Chaotic Harmony Theatre is certainly not short on energy and enthusiasm, going by the number of productions this young company has staged since its inception about a year ago. The latest was a collection of four one-act plays called Shorts (what else?), featuring two original works by David Lim and Ho Sui-Jim. The other two, both set in New York City, were by David Mamet and Violet Lucille Fletcher
It was a warm and supportive audience – largely of mums, aunts, cousins, and former college-mates – that filled The Actors Studio Box at the final performance. We’re happy and proud to see young people (average age 20) get together and create their own theater scene in KL. It’s obvious that there are some active minds with lots of creative potential behind Chaotic Harmony, and plenty of goodwill too.
But I almost nodded off midway through the first play, A Beautiful Mine, starring Samira Sahuri and Eddie Lau, written by David Lim, and directed by Abdul Qahar Aqilah.
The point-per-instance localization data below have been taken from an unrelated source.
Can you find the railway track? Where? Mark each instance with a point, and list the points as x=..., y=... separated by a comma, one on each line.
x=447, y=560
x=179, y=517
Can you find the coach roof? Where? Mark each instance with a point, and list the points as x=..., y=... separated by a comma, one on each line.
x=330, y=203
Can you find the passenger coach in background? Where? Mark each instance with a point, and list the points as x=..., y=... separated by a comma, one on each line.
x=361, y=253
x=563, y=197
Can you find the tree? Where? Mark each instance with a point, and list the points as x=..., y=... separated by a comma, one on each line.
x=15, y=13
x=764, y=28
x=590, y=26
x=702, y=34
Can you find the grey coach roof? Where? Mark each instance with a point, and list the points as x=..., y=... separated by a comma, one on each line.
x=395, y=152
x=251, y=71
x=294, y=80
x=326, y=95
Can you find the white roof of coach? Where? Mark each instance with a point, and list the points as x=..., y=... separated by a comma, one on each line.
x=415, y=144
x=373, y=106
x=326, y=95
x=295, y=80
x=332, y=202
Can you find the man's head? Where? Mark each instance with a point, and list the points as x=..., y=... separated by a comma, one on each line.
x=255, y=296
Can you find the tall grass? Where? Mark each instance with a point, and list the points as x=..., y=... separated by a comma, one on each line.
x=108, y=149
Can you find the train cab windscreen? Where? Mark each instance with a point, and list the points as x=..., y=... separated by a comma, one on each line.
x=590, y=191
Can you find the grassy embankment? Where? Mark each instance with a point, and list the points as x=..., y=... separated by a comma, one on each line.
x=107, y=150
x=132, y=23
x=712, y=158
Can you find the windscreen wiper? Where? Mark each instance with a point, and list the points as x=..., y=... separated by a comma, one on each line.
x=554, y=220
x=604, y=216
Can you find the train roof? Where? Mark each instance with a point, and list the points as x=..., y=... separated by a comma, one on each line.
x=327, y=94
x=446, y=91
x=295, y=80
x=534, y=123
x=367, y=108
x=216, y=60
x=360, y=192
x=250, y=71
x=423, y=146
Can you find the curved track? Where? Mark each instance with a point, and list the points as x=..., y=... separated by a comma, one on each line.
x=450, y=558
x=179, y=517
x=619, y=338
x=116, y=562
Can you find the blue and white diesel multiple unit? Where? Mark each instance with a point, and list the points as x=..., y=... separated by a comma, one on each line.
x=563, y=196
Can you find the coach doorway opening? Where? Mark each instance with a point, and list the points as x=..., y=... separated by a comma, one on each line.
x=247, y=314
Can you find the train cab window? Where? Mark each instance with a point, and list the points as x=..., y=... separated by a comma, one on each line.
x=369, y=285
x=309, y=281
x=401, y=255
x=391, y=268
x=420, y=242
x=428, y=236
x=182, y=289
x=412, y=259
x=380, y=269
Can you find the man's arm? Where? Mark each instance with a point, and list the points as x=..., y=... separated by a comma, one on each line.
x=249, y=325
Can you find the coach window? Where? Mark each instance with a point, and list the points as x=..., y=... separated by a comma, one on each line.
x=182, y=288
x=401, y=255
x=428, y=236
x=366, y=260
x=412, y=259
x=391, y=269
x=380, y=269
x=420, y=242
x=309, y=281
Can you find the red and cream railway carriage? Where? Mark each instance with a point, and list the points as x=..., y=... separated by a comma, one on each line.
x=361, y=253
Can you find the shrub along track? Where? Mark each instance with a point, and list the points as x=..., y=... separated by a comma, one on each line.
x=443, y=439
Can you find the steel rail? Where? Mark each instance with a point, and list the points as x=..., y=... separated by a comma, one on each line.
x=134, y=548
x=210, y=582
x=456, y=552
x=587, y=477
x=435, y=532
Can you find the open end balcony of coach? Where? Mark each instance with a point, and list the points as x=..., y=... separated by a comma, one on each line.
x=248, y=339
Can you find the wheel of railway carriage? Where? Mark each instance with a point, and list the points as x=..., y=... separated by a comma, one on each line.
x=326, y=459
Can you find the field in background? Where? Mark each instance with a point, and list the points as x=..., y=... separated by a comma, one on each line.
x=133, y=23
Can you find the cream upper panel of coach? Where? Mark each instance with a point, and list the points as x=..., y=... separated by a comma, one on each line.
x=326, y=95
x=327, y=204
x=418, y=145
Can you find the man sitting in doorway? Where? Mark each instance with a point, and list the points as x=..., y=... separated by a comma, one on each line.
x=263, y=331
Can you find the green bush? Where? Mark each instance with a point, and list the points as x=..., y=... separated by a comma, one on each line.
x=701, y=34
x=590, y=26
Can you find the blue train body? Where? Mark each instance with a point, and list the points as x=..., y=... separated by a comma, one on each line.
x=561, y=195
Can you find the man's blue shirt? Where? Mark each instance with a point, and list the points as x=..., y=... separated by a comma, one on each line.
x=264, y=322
There were moments of lucidity when a dimensional breakthrough seemed on the verge of occurring, but in the end banality won out. The happily married couple trapped in a humdrum routine and comfortable habits never quite attain the heightened awareness necessary to escape the gravity of an artificial existence. Nor were the actors up to the task of drawing the audience into a subtle vortex of ontological unease.
It was by no means a simple play: with a little tightening and tweaking of the script, I could see more mature actors pull it off. However, the relatively green performers and first-time director lacked the experience and stage savvy to shift us out of our comfort zone so that we could experience a metaphysical initiation of sorts and escape, even if fleetingly, from The Mechanical Matrix of Meaninglessness.
The second item showcased some up-and-coming acting talent but might have gripped our imaginations more fully had the action been set locally instead of in some American city. Shareena Hatta, Pavanjeet Singh, Amil Fadhil Khan, Malik Taufiq, and Kan Yin Yee turned in acceptable performances, but the overall effect reflected too closely the theme of alienation and the impossibility of “meaningful communication in an indifferent world.”
David Lim, who wrote the first play, directed The Blue Hour: City Sketches, by David Mamet. It appears the young man is obsessed with the quest for meaning and purpose in a seemingly pointless mechanical existence, which is indeed an excellent place to begin. The vignette that had the biggest impact on me was the one in which a young woman launches an intensely personal attack on the institutional impersonality of her doctor. It was morally reminiscent of that terrific scene in the New Testament where Jesus, flail in hand, chases the merchants from the temple.
Ants, Ho Sui-Jim’s stark melodrama of family psychodynamics and the communications breakdown between two generations of Chinese was undoubtedly the most dramatically satisfying item and provided the backbone of the entire program. The script was crisp and intelligently crafted, and there was some pretty good acting from the cast of four, though a few moments of overacting crept in and detracted from an otherwise polished presentation.
Ho Sui-Jim and Timothy Chew portrayed father and son with moving intensity; William Chin was superb as the skeleton in every family’s closet; and Vishnu Murthy’s earthy schoolchum-in-need brought comic relief to the proceedings. Ants is certainly worth fine-tuning further and fleshing out a little as a feature-length TV drama. The emotional issues it addresses have universal significance and shed a great deal of light on contemporary Asia and so-called “Asian values.”
Violet Lucille Fletcher’s perky exercise in the theater of suspense, Sorry, Wrong Number, was entertainingly directed by Sanjiv Gnaneswaran. The acting was generally good, even if it never went beyond the level of a school drama. What impressed me was the effective use of stylized black-and-white backdrops against a black curtain to denote different settings – a fine example of low-budget problem-solving. Shareena Hatta did a good job as the bedridden invalid protagonist, though she had trouble convincing me she was a lonely, paranoid, middle-aged woman stuck in a New York apartment with only a telephone for company. However, the character rôles were adroitly handled by Amil Fadhil Khan, Malik Taufiq, Azmir Abdullah, Lau Wai Ping, and Alia Hilyati.
Chaotic Harmony Theater’s Shorts was an ambitious project worthy of applause, despite all its minor flaws and shortcomings. I found the overall enthusiasm and sincerity of the young company very refreshing, and the outing brought back fond memories of happier days in amateur theater, long before the days of big budgets, big egos, and offstage politics. If they could only maintain the same level of vibrant, fresh-faced ingenuousness whilst acquiring the necessary experience and technical competence to go fully pro… or is that another impossible dream?